Several years ago, Kofi struck out for New York to try to become a standup comedian after a few years on the Boston circuit. And he settled in the Bushwick neighborhood of Brooklyn, where, in 2017, he came upon a 13,000 square-foot vacant lot around the corner from his apartment. The lot had originally been a city park but had been neglected for years and become a dumping ground, full of sinkholes, debris, and overgrown with invasive plants. Clearly no one was caring for the property, and homeless people were occupying some of the space, harassing women and residents of the adjacent senior housing complex as they passed by.

“You can imagine what kind of toll it will take on you if you have this garden space that you see every day for years slowly become dirtier and darker and less welcoming, becoming more and more dangerous, and how you internalize that, how you feel about yourself and your neighborhood,” Kofi said. “You feel like nobody is coming to help you, and the city isn’t coming to help you, and when nobody cares, it affects you.”

The always gregarious and inquisitive kid from Longfellow Street began to ask around. He spoke to elders on the street and to gardening enthusiasts in the neighborhood. He and a couple of guys just showed up one day with rakes, shovels, and garbage bags and over the following weeks removed tons of trash, from broken shards of glass to abandoned kitchen stoves.

“We just decided to go in there and start doing it until someone said to stop,” Kofi said. No one told them to.

More volunteers appeared, and Kofi met with officials from NYC’s Parks and Rec and raised money from city nonprofits to build raised bed and add ten tons of soil.

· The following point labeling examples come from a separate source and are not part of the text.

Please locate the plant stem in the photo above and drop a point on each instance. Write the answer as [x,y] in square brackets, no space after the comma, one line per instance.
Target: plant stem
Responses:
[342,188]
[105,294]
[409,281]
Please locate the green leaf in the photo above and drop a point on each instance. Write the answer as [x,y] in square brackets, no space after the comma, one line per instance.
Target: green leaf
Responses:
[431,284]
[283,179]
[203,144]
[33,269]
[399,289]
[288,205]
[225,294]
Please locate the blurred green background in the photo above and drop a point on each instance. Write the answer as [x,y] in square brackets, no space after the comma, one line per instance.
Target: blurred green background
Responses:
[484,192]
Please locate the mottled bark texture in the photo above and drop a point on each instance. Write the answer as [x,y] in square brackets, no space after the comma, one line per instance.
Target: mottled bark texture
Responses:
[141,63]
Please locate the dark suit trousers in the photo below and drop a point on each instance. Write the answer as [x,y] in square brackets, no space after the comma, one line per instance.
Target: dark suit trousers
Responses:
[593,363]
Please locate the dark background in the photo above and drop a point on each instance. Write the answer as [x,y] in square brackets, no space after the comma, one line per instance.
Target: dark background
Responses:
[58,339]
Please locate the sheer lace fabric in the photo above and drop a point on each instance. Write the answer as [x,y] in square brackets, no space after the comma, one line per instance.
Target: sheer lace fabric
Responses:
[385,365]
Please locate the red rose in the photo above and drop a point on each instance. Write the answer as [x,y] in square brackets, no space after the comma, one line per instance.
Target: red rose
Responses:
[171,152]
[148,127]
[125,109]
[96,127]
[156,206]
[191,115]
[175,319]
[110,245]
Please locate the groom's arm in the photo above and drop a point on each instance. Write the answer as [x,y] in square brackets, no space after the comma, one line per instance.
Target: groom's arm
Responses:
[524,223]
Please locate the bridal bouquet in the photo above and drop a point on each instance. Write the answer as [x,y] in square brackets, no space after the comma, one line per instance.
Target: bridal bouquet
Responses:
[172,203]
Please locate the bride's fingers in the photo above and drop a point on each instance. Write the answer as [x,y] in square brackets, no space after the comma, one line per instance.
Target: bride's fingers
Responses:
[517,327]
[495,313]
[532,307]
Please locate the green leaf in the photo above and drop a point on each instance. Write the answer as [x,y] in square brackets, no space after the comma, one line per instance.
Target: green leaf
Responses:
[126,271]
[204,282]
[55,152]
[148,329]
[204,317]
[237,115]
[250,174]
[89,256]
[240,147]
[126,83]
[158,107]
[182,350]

In 2018, a signup sheet was posted for neighborhood people who wanted to garden and names were added immediately. A GoFundMe page was opened, and so the Good Life Garden was born.

More repairs were made. Programs were begun for children and neighbors who wanted to learn about gardening. The Garden hosts art festivals, picnics, and poets, musicians, and artists. Fresh vegetables are available for free to neighbors, a women’s shelter, church groups. To date, they have given out 10,000 pounds of food.

Somehow, word of the magical Good Life Garden reached the producers of the Ellen DeGeneres Show and Kofi was flown to Hollywood to appear with her and tell the story of the Bushwick phenomenon. During the interview, DeGeneres told Kofi that she had a surprise for him, and someone appeared from stage left with an oversized check for $20,000 made out to Kofi Thomas! In addition, he received a gift card for another $5,000. Kofi is using this money to pay for some of his time so that he can devote himself to raising money to open four more gardens in nearby neighborhoods and, if they get the support, to add chickens and composting to the services.

The kid with the devilish smile, the jokester, the avid gardener from Dorchester, is a magician in Bushwick, and a credit to his family and The Dot.